Not so this week, as Chattanooga Times Free Press reporter Edward Lee Pitts did the unthinkable, shocking right-wing pundits with his audacity. Knowing that only soldiers would be allowed to ask questions of Defense Secretary Donald Rumsfeld at a Kuwait-based press conference, Pitts encouraged a soldier in the 278th Regimental Combat Team (with which Pitts is embedded) to ask a pointed question about armor on certain war vehicles.
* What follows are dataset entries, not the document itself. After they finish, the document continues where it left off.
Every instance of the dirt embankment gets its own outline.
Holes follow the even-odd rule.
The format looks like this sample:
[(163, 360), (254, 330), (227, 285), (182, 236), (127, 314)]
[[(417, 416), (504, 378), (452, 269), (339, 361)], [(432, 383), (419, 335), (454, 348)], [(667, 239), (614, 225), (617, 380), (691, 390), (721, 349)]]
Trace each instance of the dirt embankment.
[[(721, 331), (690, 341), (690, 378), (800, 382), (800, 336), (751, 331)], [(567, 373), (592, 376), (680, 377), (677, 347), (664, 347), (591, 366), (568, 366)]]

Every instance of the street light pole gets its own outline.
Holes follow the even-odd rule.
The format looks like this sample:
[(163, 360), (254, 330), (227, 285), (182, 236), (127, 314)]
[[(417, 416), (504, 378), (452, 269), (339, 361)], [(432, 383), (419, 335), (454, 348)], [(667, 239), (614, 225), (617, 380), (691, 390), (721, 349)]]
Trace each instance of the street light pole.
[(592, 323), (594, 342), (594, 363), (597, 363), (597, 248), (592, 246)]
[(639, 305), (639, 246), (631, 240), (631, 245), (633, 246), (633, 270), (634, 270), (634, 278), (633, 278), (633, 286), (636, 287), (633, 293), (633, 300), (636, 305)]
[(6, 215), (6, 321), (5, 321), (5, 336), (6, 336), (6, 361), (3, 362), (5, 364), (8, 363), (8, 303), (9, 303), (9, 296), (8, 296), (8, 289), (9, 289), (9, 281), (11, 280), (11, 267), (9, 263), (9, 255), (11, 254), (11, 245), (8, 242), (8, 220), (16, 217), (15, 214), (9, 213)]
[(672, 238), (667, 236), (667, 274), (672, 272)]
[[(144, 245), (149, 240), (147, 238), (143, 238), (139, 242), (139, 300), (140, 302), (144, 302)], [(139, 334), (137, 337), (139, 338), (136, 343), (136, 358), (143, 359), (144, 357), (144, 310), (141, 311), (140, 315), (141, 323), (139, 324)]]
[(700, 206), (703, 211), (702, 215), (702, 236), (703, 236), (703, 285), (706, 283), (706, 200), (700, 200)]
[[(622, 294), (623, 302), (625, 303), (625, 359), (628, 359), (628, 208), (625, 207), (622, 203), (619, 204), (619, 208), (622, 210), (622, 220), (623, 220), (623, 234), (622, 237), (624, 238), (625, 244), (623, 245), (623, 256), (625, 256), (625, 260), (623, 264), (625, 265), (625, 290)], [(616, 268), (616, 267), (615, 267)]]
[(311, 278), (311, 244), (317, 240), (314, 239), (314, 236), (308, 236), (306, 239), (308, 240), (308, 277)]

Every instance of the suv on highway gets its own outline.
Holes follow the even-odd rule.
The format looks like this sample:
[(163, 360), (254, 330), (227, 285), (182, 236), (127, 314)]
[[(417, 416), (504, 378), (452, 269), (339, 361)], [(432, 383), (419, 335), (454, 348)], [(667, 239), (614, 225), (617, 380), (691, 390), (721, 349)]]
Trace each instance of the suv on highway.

"I was told yesterday that only soldiers could ask questions so I brought two of them along with me as my escorts," wrote Pitts in an email to co-workers. "Beforehand we worked on questions to ask Rumsfeld about the appalling lack of armor their vehicles going into combat have." Pitts also said he arranged for the questioners to get recognized. "While waiting for the VIP, I went and found the Sgt. in charge of the microphone for the question and answer session and made sure he knew to get my guys out of the crowd,"
Spc. Thomas "Jerry" Wilson, 31, of Nashville, asked Rumsfeld why, after almost two years of war, soldiers were searching dumps for metal to weld on vehicles destined for hostile territory. "Why do we soldiers have to dig through local landfills for pieces of scrap metal and compromised ballistic glass to up-armor our vehicles?" Wilson said. The question appeared to surprise Rumsfeld and prompted cheers among the soldiers listening to him in a hangar.
So the question was a valid one, and it was a question well-received by other soldiers. It is indisputably one of concern, and one to which the America people deserve an answer. This is the sort of question that needs to be asked, even if not answered, and Pitts made sure it was heard. His method of wrangling such an opportunity may be ungentlemanly, but the job of a reporter is not to be liked; rather, a reporter must find out that which is otherwise hidden, and reveal important, relevant information. That’s what the news should be for.
Pitts sums up his reasons for slipping the question in thusly: "I believe lives are at stake with so many soldiers going across the border riding with scrap metal as protection," Pitts wrote. "It may be too late for the unit I am with, but hopefully not for those who come after."
If journalists can, through their work, bring light to the world and shed it on such happenings, more power to them; they represent the public’s only tested method of obtaining information that, though sometimes hard to hear, is necessary for our protection and welfare.